No, you wouldn't become a superhuman. Well, at least not for the workout part of this endeavour. Essentially, every mass object would be heavier due to stronger gravitational pull of a larger mass planet than Earth. Say, you use weights to exercise on these gas giants the question you're referring to is inquiring about. And let's, for the sake of argument, pretend you are protected from all the environmental hazards of being on (in?) such planets, and you actually have somewhere to stand (gas giants like Jupiter and Saturn don't really have a solid surface, so you'd be suspended at a point of equal atmospheric density than the average of your own body and whatever you carry on your person, and ice giants like Uranus and Neptune, while they have a solid surface, it is at a depth of a rather uncomfortable atmospheric pressure).
These weights would become heavier by weight, while their mass, of course, stays the same. Something you can do just as well on the good old Earth by simply using heavier weights in the first place. To be more accurate, this gravitational pull wouldn't work on weights only, but on your body as well, so even lifting your arms would involve a lot more effort on its own. You could simulate this by attaching additional weights to your limbs here on Earth, for example. Or doing weight lifting exercises while submerged in water and account for weight difference in displaced water (buoyancy) by using heavier weights.
For example, Jupiter's equatorial surface gravity is 2.528 g. g
stands for g-force, or a measurement of acceleration felt as weight. This means that the 10 kg weights you'd take from Earth with you to the Jupiter would weight there roughly 25 kg.

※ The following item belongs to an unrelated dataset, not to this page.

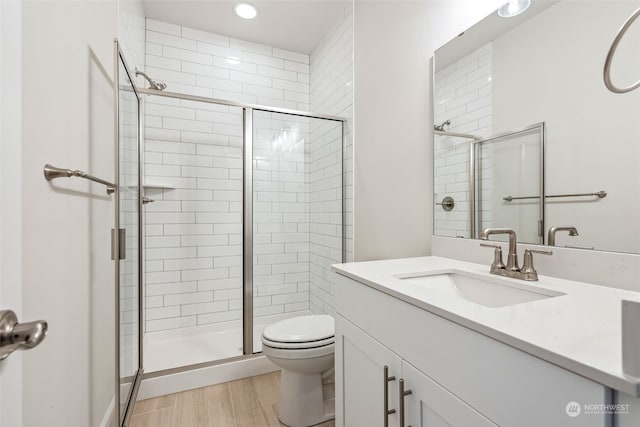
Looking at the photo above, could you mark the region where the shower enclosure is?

You, the man doing the exercises with these weights however, still have the same physical strength, your bone structure can support same amount of stress (if you didn't spend too much time in zero-g travelling there, and your cardiovascular and respiratory systems can take the added strain and you don't simply collapse due to G-LOC induced hypoxia, heart or lung failure once at the hypergravity environment),...
In short, you would probably feel stronger upon your return (not taking into account your travel back to Earth that would mostly be in zero gravity, negating any such positive effects from before, like muscle atrophy, bone loss, and so on), but that's something you can try e.g. by using a heavy training basketball for a few minutes, and then switching back to a normal one. The normal basketball will appear to "fly" off you as if it was featherweight. Well, for a few minutes at least, until you "recalibrate your senses". Either case, you could practice in becoming a superhuman in a lot safer environment than gas giant outer planets.